Add Cloud Data

Audience: Users who want to read files stored in a Cloud Object Bucket in an app.

Mounting Public AWS S3 Buckets

Add Mount to a Work

To mount data from a cloud bucket to your app compute, initialize a Mount object with the source path of the s3 bucket and the absolute directory path where it should be mounted and pass the Mount to the CloudCompute of the LightningWork it should be mounted on.

In this example, we will mount an S3 bucket: s3://ryft-public-sample-data/esRedditJson/ to /content/esRedditJson/.

from lightning.app import CloudCompute
from lightning.app.storage import Mount

self.my_work = MyWorkClass(
    cloud_compute=CloudCompute(
        mounts=Mount(
            source="s3://ryft-public-sample-data/esRedditJson/",
            mount_path="/content/esRedditJson/",
        ),
    )
)

You can also pass multiple mounts to a single work by passing a List[Mount(...), ...] to the CloudCompute(mounts=...) argument.

Note

  • Mounts supported up to 1 Million files, 5GB per file. Need larger mounts? Contact support@lightning.ai

  • When adding multiple mounts, each one should have a unique mount_path.

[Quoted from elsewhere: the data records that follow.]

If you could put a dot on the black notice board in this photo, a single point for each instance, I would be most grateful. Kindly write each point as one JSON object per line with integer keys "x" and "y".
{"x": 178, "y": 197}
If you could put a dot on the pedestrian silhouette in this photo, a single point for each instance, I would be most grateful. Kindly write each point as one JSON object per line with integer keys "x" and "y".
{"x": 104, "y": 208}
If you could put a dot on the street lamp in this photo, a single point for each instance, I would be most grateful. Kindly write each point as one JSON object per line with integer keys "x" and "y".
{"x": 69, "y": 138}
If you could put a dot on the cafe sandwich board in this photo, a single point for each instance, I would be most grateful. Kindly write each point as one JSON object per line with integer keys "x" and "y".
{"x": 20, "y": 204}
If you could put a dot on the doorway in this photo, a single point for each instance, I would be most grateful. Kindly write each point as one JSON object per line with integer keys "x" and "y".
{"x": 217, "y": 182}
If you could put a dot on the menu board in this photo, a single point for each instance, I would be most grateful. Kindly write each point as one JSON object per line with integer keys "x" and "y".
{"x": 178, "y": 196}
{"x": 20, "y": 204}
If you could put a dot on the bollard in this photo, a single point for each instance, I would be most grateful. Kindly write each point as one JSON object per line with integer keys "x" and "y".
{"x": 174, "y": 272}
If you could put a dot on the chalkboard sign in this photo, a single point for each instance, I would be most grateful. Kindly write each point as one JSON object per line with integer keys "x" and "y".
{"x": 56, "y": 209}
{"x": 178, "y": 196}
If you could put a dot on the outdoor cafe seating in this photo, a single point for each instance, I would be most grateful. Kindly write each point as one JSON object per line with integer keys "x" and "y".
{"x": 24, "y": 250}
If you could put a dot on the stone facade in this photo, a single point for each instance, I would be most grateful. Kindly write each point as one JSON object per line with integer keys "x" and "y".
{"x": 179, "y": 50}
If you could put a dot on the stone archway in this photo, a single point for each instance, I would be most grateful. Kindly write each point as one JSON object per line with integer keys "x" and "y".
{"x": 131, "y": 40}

  • A maximum of 10 Mounts can be added to a LightningWork.

Read Files From a Mount

Once a Mount object is passed to CloudCompute, you can access, list, or read any file from the mount under the specified mount_path, just like you would if it was on your local machine.

Assuming your mount_path is "/content/esRedditJson/" you can do the following:

Read Files

with open("/content/esRedditJson/esRedditJson1", "r") as f:
    some_data = f.read()

# do something with "some_data"...

List Files

files = os.listdir("/content/esRedditJson/")

See the Full Example

import os

import lightning as L
from lightning.app import CloudCompute
from lightning.app.storage import Mount

class ReadMount(L.LightningWork):
   def run(self):
       # Print a list of files stored in the mounted S3 Bucket.
       files = os.listdir("/content/esRedditJson/")
       for file in files:
           print(file)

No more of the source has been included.